Having lost five wars and failing to exterminate and drive the Jews into the sea, some of the Arabs now assure us that they will be content with Arabs and Jews living side-by-side in their own states, but not together, at least not in the Arab state. The current fashionable view is that Arabs have the right to live anywhere in the old Palestine Mandate—Gaza, Israel, West Bank, Jordan—but Jews have only the disputed right to live in Israel proper, along with the nearly one million Arab citizens of Israel, who constitute almost 20 percent of the population. These Arabs live under Israeli law, protected by the police and the army, and do not fear each day for their lives at the hands of either the government or Jewish Israelis. But in the proposed Arab state, there is to be an ethnic cleansing in which all Jews will be expelled , and their neat suburban communities turned over to the Arab refugees who have been kept languishing by their Arab masters for these past 55 years in squalid camps. The Arab demand for elimination of any Jewish presence in areas claimed by Arab is a recognition by the Palestinian Authority that it lacks both the means and the will to ensure the safety of any Jews who would choose to live under Palestinian control in a future land agreement. But just as Arabs live peacefully in Israel under Israeli law, so should Jews be able to live in the suburban communities they have established in the West Bank without the need for protection by the Israeli army. As was contemplated by the old League of Nations, Jews should be free to live in any part of the Mandate area; that they are not is a symptom of the problem’s intractable nature and the relatively primitive state of Arab political culture. Logically, this should lead to another enforced population exchange, wherein the Arabs of Israel are relocated to the West Bank as the Jews there are expelled to Israel. If ethnic cleansing is to be practiced, it should be equitably applied.

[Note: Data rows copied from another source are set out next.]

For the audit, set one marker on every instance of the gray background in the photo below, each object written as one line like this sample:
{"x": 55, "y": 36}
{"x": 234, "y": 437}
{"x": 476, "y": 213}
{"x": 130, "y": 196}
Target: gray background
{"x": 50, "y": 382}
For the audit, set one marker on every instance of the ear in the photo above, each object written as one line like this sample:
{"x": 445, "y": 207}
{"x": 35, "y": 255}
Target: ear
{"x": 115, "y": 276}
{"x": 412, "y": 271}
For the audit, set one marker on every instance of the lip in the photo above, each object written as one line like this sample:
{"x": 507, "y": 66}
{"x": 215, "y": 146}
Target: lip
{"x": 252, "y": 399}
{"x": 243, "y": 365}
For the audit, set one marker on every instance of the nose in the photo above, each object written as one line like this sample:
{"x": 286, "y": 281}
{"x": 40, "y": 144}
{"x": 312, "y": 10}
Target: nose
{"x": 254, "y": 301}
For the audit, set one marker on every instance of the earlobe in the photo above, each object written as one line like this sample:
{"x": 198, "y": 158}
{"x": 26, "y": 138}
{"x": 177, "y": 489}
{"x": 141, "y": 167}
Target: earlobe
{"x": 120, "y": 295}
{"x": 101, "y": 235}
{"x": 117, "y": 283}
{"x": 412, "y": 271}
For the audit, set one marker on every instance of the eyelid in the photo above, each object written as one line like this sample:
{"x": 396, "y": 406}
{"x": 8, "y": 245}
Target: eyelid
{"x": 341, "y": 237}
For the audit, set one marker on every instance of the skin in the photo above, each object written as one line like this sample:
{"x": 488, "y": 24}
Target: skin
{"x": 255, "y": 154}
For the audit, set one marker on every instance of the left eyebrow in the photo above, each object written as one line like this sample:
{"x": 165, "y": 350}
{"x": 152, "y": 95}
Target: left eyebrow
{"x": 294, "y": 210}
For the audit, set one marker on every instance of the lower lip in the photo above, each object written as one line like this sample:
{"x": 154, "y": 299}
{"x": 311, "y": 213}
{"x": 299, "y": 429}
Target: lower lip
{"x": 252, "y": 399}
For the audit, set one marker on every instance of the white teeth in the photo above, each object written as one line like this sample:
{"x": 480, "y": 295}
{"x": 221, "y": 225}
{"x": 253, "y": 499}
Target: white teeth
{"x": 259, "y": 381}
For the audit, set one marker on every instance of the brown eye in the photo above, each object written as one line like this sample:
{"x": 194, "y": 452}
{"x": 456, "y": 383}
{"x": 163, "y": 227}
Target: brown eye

This would be, of course contrary to the Fourth Geneva Convention, adopted right after WWII to prevent forced population transfers as was done in Eastern Europe before and during the war. That Convention is frequently, but erroneously, cited as proof that the Israeli settlements in Gaza and the West Bank are “illegal,” but the Convention bans only forcible transfers or deportations from or into the occupied territories, not voluntary movement of persons into those areas as is the case with the settlements. The Convention was intended to ban ethnic cleansing, which is of course exactly what the Arabs intend to do in their new state. Further, since Israel captured Gaza and the West Bank areas in a defensive war in 1967 from countries who had illegally occupied the areas since 1948, the Convention does not even apply. It only addresses the situation where the areas in question were occupied from another nation with legitimate sovereignty over those areas, which is not the present case. There is no basis for calling the settlements illegal. But the legal niceties are irrelevant to the conventional wisdom, which plans to eventually force Israel to resettle its Gaza and West Bank population behind the Green Line, permitting the ethnic cleansing which the Convention was intended to prevent.

It is naïve to believe that removing the settlements will bring peace, since in the Arab view, all of Israel is a series of settlements on Arab land. Israel is viewed as a Crusader kingdom, which like the first, may last 200 years, but is eventually fated to fall under Arab domination, if not from armed invasion, then from natural population demographics. The Arabs take the long view of history and are in no hurry.